King Kamehameha IV died November 30, 1863, 15 months after his son. His brother Lot Kamehameha came to the throne of Hawaii as King Kamehameha V. Immediately Heuck was hired to start the construction of a building for the king and the son known as The Royal Mausoleum.

Built by Heuck in Nuʻuanu, Oahu at Mauna ʻala, the Royal Mausoleum was surrounded by a black fence, bearing the royal seal at the gate and built a small chapel which is located near the center. This was Heuck's second project.
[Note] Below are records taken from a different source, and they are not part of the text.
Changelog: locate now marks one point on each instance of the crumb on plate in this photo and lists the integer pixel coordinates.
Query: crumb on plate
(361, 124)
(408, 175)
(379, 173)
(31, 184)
After finishing this structure on February 3, 1864, there was a large national funeral for the king.

==ʻIolani Barracks==
Built partially from coral blocks and blocks cut with prison labour, ʻIolani Barracks, also known as Halekoa, (House of warriors) was designed by Heuck in 1871 under the direction of King Lot Kapuaiwa (King Kamehameha V). The barracks was used by the kingdom's army, formerly called the "Household Troops" and housed about 60 soldiers. Heuck constructed the barracks to have a medieval castle look from Europe. It had coral block walls and a slate roof. It was surrounded by rooms once used by the guards as a mess hall, kitchen, dispensary, and lock up. This building was originally constructed in the site where the Hawai State Capital now stands. Every stone of Iolani Barracks was moved in 1965 to its present location at 364 South King Street on the Iolani Palace grounds. This was Heuck's third project completed and he spent an overbudgeted amount of $25,103.78. After the completion of this architecture Heuck's name was placed in the back of the barracks. The structure was placed on the National Register of Historic Places in 1978. After the overthrow of the Kingdom of Hawaii in 1893 the barracks was used on several occasions as headquarters for the National Guard of Hawaii. Now it has a palace shop, ticket office, video theater, and membership office.

==Controversy==
Theodore C. Heuck was awarded many times for his architectural work and has been recognized for his altruism. Controversy still was part of his life. In 1870 Attorney General Stephen Henry Phillips claimed that Heuck was buying stolen whalebone to construct a building. This case continued until 1873 when both men went to court. During the trial, the jury decided Heuck was innocent. Meanwhile, Phillips was found guilty of presenting false evidence. Heuck was later attacked for getting "no bid" contracts on government projects while effectively serving as Director of Public Works.

==The end of a legacy==
Throughout his years in the islands, Heuck had an enthusiasm for his work and was gratified by people's reactions to what he had built. On September 28, 1874, Heuck left Honolulu and returned to his home in Hamburg, Germany. In 1877 he died in Germany.